Location of Japanese wartime PM Hideki Tojo’s remains finally revealed by declassified documents
- Tojo, one of the masterminds of the attack on Pearl Harbour, was convicted of war crimes and executed in 1948
- He is still revered by some Japanese conservatives as a patriot but loathed by many in the West for prolonging the war

Until recently, the location of executed wartime Japanese prime minister Hideki Tojo’s remains was one of World War II’s biggest mysteries in the nation he once led.
Now, a Japanese university professor has revealed declassified US military documents that appear to hold the answer.
The documents show the cremated ashes of Tojo, one of the masterminds of the Pearl Harbour attack, were scattered from a US Army aircraft over the Pacific Ocean about 50km east of Yokohama, Japan’s second-largest city, south of Tokyo.
It was a tension-filled, highly secretive mission, with US officials apparently taking extreme steps meant to keep Tojo’s remains, and those of six others executed with him, away from ultranationalists looking to glorify them as martyrs.
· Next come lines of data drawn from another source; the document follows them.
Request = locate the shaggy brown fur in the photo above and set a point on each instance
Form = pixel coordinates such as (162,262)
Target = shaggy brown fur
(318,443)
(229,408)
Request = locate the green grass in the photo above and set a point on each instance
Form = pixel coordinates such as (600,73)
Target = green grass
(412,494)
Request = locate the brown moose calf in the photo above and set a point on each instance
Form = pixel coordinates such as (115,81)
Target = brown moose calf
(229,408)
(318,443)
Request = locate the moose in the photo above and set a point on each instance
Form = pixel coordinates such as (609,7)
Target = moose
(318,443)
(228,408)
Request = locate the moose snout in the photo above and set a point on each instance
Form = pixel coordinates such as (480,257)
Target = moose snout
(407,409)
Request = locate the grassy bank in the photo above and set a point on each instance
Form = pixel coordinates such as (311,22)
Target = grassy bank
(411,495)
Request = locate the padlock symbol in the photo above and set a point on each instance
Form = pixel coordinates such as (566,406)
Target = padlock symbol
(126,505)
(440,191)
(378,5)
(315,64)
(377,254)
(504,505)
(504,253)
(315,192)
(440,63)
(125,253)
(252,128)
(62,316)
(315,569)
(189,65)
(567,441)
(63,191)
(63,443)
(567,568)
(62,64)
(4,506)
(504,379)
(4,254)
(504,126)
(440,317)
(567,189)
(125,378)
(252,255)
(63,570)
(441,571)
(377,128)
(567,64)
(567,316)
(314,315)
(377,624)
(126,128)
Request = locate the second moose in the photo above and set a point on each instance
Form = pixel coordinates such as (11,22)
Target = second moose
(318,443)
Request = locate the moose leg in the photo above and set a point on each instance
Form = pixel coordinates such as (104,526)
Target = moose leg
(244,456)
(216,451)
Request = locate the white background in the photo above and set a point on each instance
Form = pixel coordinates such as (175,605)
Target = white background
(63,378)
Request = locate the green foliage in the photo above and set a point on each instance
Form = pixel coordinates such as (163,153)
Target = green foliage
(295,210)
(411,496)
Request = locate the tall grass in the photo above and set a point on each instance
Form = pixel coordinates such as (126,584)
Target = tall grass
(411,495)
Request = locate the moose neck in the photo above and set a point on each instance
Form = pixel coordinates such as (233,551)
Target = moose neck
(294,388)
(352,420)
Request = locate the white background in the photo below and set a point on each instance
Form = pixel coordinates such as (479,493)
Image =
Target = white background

The seven were hanged for war crimes just before Christmas in 1948, three years after Japan’s defeat.
The discovery brings partial closure to a painful chapter of Japanese history that still plays out today, as conservative Japanese politicians attempt to whitewash history, leading to friction with wartime victims, especially China and South Korea.
After years spent verifying and checking details and evaluating the significance of what he’d found, Nihon University Professor Hiroaki Takazawa publicly released the clues to the remains’ location last week. He came across the declassified documents in 2018 at the US National Archives in Washington.